First is the automatic pupillary distance calibration. Let's be honest--no device except for a 3D printer can generate true 3D objects. It will always be a two-dimensional graphic, but presented in such a way that our brain gets tricked into seeing the missing third dimension. To achieve this, the device creates two slightly different images for each eye. We will get into that in later chapters, but for now let's just take this for granted. Our brain will see the difference between those two images and deduce the depth from that. However, the effect of this depends on one big factor--the images have to be exactly right. The position of each pixel has to be at exactly the right spot.

This means that we cannot just put a pixel in a X-Y coordinate on the display--a pixel that is meant to be in the middle of our view has to be presented right at the center of our pupils, and since no two eyes are the same, the device has to shift the logical center of the display a bit. In the early prototypes of the HoloLens, this was done manually by having a person look at a dot on the screen and then adjust the dials to make sure that the subject only sees on a single, sharp defined point. The automatic pupillary distance calibration in HoloLens now takes care of this, ensuring that every user has the same great experience.
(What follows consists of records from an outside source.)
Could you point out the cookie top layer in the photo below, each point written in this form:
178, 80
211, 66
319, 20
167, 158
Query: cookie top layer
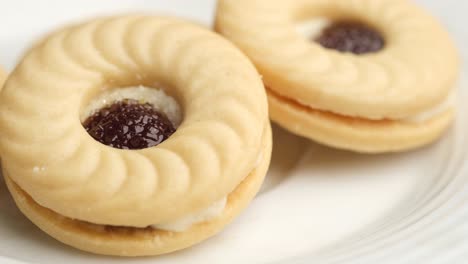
49, 154
413, 72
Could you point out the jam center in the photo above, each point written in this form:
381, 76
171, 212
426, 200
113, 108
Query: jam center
129, 125
351, 37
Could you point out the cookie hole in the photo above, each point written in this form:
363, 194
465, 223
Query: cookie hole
132, 117
346, 36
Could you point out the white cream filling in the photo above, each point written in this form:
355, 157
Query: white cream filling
312, 28
184, 223
159, 99
448, 103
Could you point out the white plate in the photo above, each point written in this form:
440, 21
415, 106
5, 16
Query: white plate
317, 206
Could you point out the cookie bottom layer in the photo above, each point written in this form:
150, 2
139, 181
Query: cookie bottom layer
356, 134
124, 241
3, 76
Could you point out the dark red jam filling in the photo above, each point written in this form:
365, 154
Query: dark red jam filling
129, 125
351, 37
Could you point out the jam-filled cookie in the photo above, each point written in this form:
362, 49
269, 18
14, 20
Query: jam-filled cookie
363, 75
134, 135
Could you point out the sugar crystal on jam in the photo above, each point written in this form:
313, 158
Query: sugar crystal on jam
129, 125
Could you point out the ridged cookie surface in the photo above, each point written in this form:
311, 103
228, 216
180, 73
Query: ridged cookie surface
48, 153
124, 241
412, 73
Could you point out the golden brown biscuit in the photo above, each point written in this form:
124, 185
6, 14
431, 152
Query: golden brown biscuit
2, 78
125, 241
71, 162
366, 75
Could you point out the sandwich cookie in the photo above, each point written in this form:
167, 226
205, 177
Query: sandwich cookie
2, 77
134, 135
367, 75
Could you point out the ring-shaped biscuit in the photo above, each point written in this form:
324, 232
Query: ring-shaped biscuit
224, 135
365, 102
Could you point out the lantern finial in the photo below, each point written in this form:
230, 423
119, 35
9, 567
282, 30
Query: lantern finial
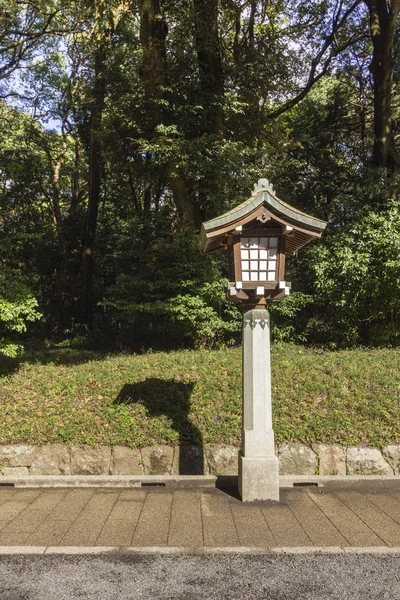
264, 185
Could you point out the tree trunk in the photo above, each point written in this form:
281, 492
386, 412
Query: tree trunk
153, 32
382, 28
210, 64
99, 90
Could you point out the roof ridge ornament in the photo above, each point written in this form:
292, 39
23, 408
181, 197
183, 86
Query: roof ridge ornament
264, 185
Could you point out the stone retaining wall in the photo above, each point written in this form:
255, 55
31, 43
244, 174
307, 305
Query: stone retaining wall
294, 459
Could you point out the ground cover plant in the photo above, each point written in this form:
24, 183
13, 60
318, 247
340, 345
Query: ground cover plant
185, 397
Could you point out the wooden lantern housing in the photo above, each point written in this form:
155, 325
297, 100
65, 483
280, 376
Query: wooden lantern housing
258, 234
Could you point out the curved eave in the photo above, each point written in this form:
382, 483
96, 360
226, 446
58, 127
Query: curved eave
213, 233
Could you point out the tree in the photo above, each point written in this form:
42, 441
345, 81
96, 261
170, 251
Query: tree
384, 31
17, 308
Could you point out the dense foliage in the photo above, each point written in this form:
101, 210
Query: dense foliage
125, 124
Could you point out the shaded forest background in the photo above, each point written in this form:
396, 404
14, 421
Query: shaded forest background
125, 124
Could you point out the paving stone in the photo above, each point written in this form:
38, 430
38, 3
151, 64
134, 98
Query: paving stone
186, 524
49, 533
13, 538
296, 459
72, 504
116, 533
189, 460
314, 522
88, 525
15, 472
392, 455
153, 524
9, 510
25, 521
126, 461
387, 504
86, 460
222, 460
53, 459
158, 459
284, 527
366, 461
218, 525
128, 509
18, 455
332, 459
356, 532
384, 527
251, 526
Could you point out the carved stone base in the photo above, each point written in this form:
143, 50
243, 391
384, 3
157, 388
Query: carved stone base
258, 479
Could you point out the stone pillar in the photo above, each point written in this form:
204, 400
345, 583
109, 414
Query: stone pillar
258, 465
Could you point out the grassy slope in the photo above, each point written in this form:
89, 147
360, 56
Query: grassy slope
187, 397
The holographic resolution and density also need a bit more explaining. The idea here is that the actual number of pixels is not relevant. What is relevant is the number of radiants and light points. A light point is a single point of light that the user can see. This is a virtual point we perceive floating somewhere in mid-air. In reality, pixels are made out of these light points. There are many more light points than pixels. This makes sure that the device has enough power to produce pixels the person can actually see. The higher the number of light points you have, the brighter and crisper each pixel seems. The radiant is the number of light points per radian. As you probably know, a radian is a measure of angles, just like degrees. One radian is about 57.2958 degrees. Then, 2,500 radiants mean that for each radian, or 57.2958 degrees angles, we will have 2,500 light points. From this, you can deduce that objects closer by will have a better density of light points than objects far away.